De cómo nació ‘Love Boat Captain‘ ya hemos hablado, pero hacemos nueva parada en ella, porque es ejemplo de cómo a veces Riot Act se queda a medias en sus planteamientos. Ni himno pop sentimental ni medio tiempo arrebatador, funciona en tramos muy concretos, los más, y se queda cerca del naufragio en otros, los menos pero llamativos. ‘Love Boat Captain’ parece estar siempre cerca de explotar, y sólo lo hace, brevemente, justo en la estrofa de los nueve amigos desaparecidos. Ahí, después de ese “and it’s Love, Love, Love, Love”, deciden matar antes de tiempo el desarrollo final, cortar la épica y poner pie a tierra.

Sin ser una de mis canciones favoritas de Pearl Jam, me fascina porque, en cierto modo, es casi como ver a un grupo joven empezando a hacer canciones complicadas. Obviamente, ni Pearl Jam es una banda joven ni es su primera canción intrincada, pero la llegada de Boom ha cambiado los cimientos y cada nueva pieza que se añade al puzzle de un grupo hay que encajarla debidamente. Dicen ellos que de lo que se trata cuando llega alguien nuevo es de sumar, no de restar, pero no siempre es sencillo.

Eso queda claro en cómo siguen chirriando las aportaciones compositivas de Matt Cameron, muy llamativas además por lo que ya decía el mismo cuando repasábamos Binaural: porque no puedes dejar a un batería que haga la melodía de una canción sin esperar que te salga algo quebrado, imposible de seguir, y muy diferenciado de. ‘Cropduster‘ es claro ejemplo, aunque funcione algo mejor que las contribuciones de Matt en el disco anterior, de nuevo gracias a un estupendo Eddie en su parte, echando pegamento a un estribillo imposible con su manera de entonar el “practicing” o el “I was a fool before I thought”.

La otra composición de Cameron es, sin embargo, una de las canciones más representativas del lado artie de Pearl Jam. ‘You Are’ es pura psicodelia hard, con un riff guitarrero ahogado en reverb. Surgida de los experimentos de Cameron con una nueva caja de ritmos a la que se le podía enchufar cualquier otro instrumento, ‘You Are’ es adictiva y sorprendente justo cuando Riot Act necesita algo así: en un tramo medio que se hace demasiado estándar.
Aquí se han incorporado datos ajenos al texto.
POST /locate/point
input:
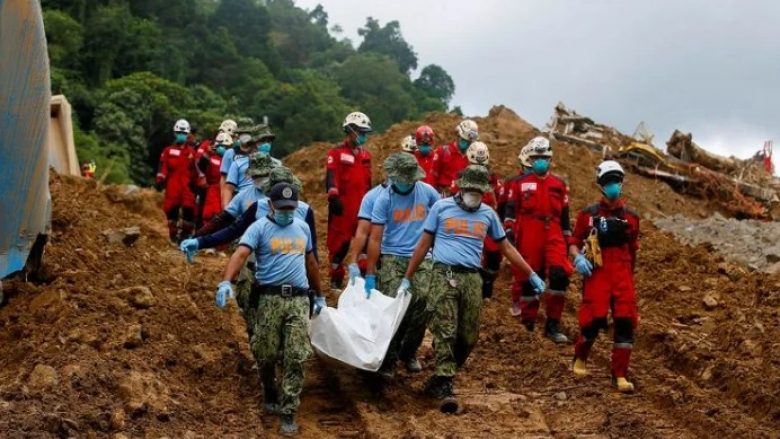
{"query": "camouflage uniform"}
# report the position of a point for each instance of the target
(412, 329)
(281, 335)
(455, 319)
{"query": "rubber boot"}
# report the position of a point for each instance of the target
(288, 426)
(552, 330)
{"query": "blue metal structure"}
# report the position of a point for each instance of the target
(25, 202)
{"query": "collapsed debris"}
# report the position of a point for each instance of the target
(743, 188)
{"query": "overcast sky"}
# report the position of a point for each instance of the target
(711, 67)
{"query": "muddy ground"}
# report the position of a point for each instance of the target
(126, 342)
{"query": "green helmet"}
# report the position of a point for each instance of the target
(403, 167)
(260, 165)
(474, 177)
(281, 174)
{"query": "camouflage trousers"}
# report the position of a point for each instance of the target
(456, 300)
(281, 336)
(411, 332)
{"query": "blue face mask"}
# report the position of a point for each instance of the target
(361, 139)
(284, 217)
(403, 187)
(541, 166)
(612, 190)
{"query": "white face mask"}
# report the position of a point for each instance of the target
(472, 199)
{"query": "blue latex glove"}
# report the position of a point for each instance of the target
(354, 272)
(189, 247)
(404, 287)
(583, 265)
(319, 303)
(224, 292)
(370, 284)
(537, 283)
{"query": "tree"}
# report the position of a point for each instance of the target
(437, 83)
(388, 41)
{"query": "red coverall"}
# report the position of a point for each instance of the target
(426, 162)
(611, 286)
(447, 162)
(538, 208)
(177, 170)
(347, 179)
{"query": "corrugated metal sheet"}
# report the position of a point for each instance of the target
(25, 203)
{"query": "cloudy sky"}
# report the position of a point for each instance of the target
(711, 67)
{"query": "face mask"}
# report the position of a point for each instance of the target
(284, 217)
(403, 188)
(472, 199)
(541, 166)
(361, 139)
(612, 190)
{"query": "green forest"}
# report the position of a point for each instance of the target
(131, 68)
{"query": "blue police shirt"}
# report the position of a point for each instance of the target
(367, 203)
(280, 252)
(403, 217)
(244, 199)
(237, 173)
(459, 235)
(227, 160)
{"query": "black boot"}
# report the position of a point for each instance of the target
(552, 330)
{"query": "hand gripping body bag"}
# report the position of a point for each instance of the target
(358, 332)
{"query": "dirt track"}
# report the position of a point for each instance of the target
(84, 356)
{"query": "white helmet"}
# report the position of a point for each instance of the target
(357, 121)
(181, 126)
(607, 168)
(478, 154)
(539, 147)
(525, 157)
(228, 126)
(223, 139)
(468, 130)
(408, 144)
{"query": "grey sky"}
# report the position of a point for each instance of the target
(711, 67)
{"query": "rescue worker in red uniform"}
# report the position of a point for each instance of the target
(347, 179)
(478, 154)
(208, 163)
(177, 173)
(538, 206)
(450, 159)
(424, 138)
(524, 160)
(610, 285)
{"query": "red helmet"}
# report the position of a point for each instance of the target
(424, 135)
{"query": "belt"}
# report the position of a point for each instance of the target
(455, 268)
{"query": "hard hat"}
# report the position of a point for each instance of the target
(408, 144)
(424, 135)
(181, 126)
(228, 126)
(525, 156)
(223, 139)
(607, 169)
(539, 147)
(468, 130)
(478, 154)
(357, 121)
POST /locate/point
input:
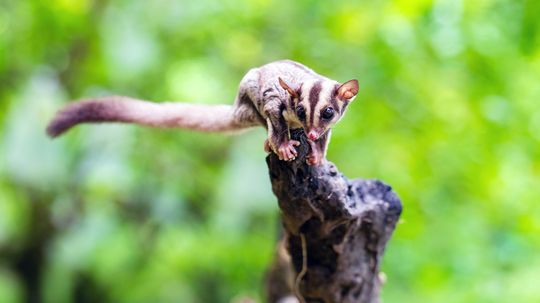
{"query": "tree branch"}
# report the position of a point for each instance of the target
(346, 225)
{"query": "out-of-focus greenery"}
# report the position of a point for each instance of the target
(448, 114)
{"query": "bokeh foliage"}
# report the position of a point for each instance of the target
(448, 114)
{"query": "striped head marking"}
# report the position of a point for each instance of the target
(320, 104)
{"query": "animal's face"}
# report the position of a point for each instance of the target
(320, 104)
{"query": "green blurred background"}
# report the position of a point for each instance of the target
(448, 114)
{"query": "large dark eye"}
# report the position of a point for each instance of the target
(328, 113)
(301, 112)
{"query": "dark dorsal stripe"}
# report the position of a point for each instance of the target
(314, 99)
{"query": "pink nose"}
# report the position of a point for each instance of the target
(313, 135)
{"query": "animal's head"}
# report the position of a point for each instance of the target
(319, 104)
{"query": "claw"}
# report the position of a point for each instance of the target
(286, 150)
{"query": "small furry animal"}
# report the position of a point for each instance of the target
(280, 96)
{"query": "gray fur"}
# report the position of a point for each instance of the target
(261, 100)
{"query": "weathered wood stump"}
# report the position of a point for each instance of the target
(335, 232)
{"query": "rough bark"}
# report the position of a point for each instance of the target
(335, 232)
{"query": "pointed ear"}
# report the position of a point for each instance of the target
(286, 87)
(348, 90)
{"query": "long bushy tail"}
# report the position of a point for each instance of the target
(206, 118)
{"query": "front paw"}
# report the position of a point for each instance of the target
(286, 150)
(312, 159)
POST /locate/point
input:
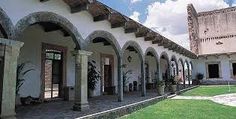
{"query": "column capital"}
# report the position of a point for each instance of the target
(13, 43)
(81, 52)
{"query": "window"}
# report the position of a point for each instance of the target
(213, 70)
(234, 69)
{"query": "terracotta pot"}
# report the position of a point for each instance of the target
(91, 93)
(173, 88)
(18, 102)
(161, 90)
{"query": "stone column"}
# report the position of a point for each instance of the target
(8, 83)
(81, 79)
(184, 77)
(143, 82)
(160, 71)
(120, 80)
(188, 76)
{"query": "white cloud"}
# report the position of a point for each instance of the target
(135, 16)
(170, 17)
(134, 1)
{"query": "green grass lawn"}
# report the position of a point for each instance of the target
(184, 109)
(210, 90)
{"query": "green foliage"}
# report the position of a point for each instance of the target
(160, 82)
(199, 76)
(172, 80)
(93, 75)
(210, 90)
(20, 75)
(184, 109)
(126, 77)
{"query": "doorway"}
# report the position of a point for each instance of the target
(213, 70)
(107, 74)
(53, 62)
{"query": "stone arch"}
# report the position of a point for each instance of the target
(156, 73)
(6, 25)
(191, 65)
(182, 73)
(186, 74)
(151, 49)
(181, 61)
(165, 55)
(136, 46)
(173, 58)
(44, 16)
(106, 35)
(166, 74)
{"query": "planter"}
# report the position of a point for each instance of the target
(91, 93)
(18, 102)
(173, 88)
(161, 90)
(126, 89)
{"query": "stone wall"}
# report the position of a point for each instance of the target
(193, 29)
(212, 31)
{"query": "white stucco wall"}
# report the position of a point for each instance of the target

En esa zona mantiene el nivel encima de la media ‘Ghost‘, con un gran estribillo típicamente Pearl Jam. Más apagada suena ‘Thumbing My Way’, composición acústica de un Vedder que seguirá en esa misma faceta en los siguientes años, y que le sacará verdadero partido en ese disco recuperable cien por cien que es Into The Wild. Y curiosa es la predilección del grupo por ‘I Am Mine’ como single del disco, nada nuevo bajo el sol para ellos salvo su cercanía al sonido de los R.E.M. más adultos de la era Warner.

Get Right‘ es fácilmente olvidable, ‘Green Disease‘, de toques nuevaoleros, empieza mucho mejor de lo que acaba siendo (aunque, de nuevo, lo mejor de la canción pasa en segundo plano), y sólo la sorprendente ‘Bu$hleaguer‘ consigue de nuevo sacar la cabeza en una recta final donde ‘Arc‘ vuelve a recordar Roskilde y ‘1/2 Full‘ es muy de ver la botella de la inspiración medio vacía.

7/10

All or None‘, balada final muy centrada en el lucimiento en las guitarras, pasa también sin hacer mucho ruido: como Riot Act en sí, fuera de la polémica política, que entró al Top 5 de Billboard en su primera semana, pero acaba vendiendo menos que Binaural en EEUU, aunque tenga mejor recorrido en el resto del mundo. En cualquier caso, será su último disco de canciones totalmente nuevas con Epic. Acaba una era y lo hace con esa sensación lúgubre que deja una de las mejores portadas de la carrera de Pearl Jam, nacida de la foto de Ament a dos pequeñas esculturas creadas por Kenny Gilliam.